For FY26, the regulator has approved a total revenue requirement of Rs3.52 trillion for ex-Wapda distribution companies (XWDiscos). This figure comprises Rs3.07 trillion for power purchase price (PPP) and Rs454 billion for distribution margins and system losses.
It’s noteworthy that the government had previously increased the base tariff by Rs5.72 per unit (19.2%) to Rs35.50/unit in FY25, making the current reduction a welcome respite for both businesses and households. Nepra credits the easing prices to improved macroeconomic indicators and a noticeable return of captive industrial users to the national grid.
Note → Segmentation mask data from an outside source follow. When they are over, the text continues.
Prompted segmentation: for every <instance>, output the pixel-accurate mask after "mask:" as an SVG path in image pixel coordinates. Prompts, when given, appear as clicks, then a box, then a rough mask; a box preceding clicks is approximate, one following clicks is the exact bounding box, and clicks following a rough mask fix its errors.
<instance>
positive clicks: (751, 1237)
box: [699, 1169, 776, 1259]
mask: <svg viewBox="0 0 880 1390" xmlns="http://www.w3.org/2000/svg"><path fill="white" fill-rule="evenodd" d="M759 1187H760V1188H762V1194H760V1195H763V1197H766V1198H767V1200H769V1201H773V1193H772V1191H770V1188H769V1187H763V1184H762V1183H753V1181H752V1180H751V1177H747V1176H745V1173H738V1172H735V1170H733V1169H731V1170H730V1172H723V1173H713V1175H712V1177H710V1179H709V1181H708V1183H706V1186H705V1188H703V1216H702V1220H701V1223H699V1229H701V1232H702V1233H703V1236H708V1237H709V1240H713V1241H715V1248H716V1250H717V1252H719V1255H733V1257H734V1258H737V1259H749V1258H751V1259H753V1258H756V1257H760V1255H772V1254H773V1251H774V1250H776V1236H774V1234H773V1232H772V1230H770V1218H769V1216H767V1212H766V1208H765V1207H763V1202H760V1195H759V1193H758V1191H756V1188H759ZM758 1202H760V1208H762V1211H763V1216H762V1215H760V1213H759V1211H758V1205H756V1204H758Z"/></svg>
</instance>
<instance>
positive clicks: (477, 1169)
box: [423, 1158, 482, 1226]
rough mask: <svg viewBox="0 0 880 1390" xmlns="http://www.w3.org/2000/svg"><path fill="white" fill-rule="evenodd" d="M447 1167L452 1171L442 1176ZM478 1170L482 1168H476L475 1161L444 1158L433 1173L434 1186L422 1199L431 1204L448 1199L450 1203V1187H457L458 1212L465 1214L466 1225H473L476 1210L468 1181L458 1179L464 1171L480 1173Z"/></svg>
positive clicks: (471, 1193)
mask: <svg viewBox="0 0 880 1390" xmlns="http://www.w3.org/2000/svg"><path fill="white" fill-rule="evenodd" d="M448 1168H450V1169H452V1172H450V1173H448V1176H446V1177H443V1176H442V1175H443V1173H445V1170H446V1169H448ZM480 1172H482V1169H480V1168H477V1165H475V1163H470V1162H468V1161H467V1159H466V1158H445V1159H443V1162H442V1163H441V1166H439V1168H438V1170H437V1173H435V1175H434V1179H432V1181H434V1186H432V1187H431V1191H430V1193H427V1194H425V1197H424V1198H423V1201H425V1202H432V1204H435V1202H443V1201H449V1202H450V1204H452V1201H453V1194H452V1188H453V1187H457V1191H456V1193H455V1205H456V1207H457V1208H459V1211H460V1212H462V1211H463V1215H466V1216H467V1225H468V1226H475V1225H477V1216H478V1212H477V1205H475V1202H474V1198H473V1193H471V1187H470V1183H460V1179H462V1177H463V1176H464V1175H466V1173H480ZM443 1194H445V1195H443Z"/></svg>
However, challenges persist. Imported coal plants are anticipated to operate at only 24% capacity in FY26, yet they are projected to incur a steep cost of Rs61.43/unit due to high dollar-based returns on equity (27.45%). Concurrently, a surplus of re-gasified LNG (RLNG), stemming from the industrial shift, has reached 450 MMCFD, leading to a diversion cost of Rs300 billion as it is redirected for residential use.
Of the total PPP, Rs1.94 trillion—over 63%—is allocated for capacity charges, while Rs1.13 trillion covers fuel and variable O&M costs. These capacity charges alone translate to Rs6,484 per unit per month, based on an average projected monthly demand of 24,943 MW.
The average PPP per unit for XWDiscos, before transmission and distribution (T&D) loss adjustments, is estimated at Rs26.34/unit. This includes Rs16.67/unit in capacity charges and Rs9.67/unit in energy costs. Including K-Electric’s share, the national average PPP stands at Rs25.98/unit, with the cost passed on to Discos under the prescribed mechanism.
Data indicates that this surplus has curtailed production from key domestic gas fields, increasing reliance on crude oil imports. Compounding the issue, hydropower generation is expected to drop 18% year-on-year due to reduced water flows, further shifting the generation mix towards more expensive thermal sources.
While a 900MW south-to-north transmission line, slated for completion by August 2025, could alleviate some bottlenecks, fundamental structural reforms remain critical to achieving sustainable gains in the power sector.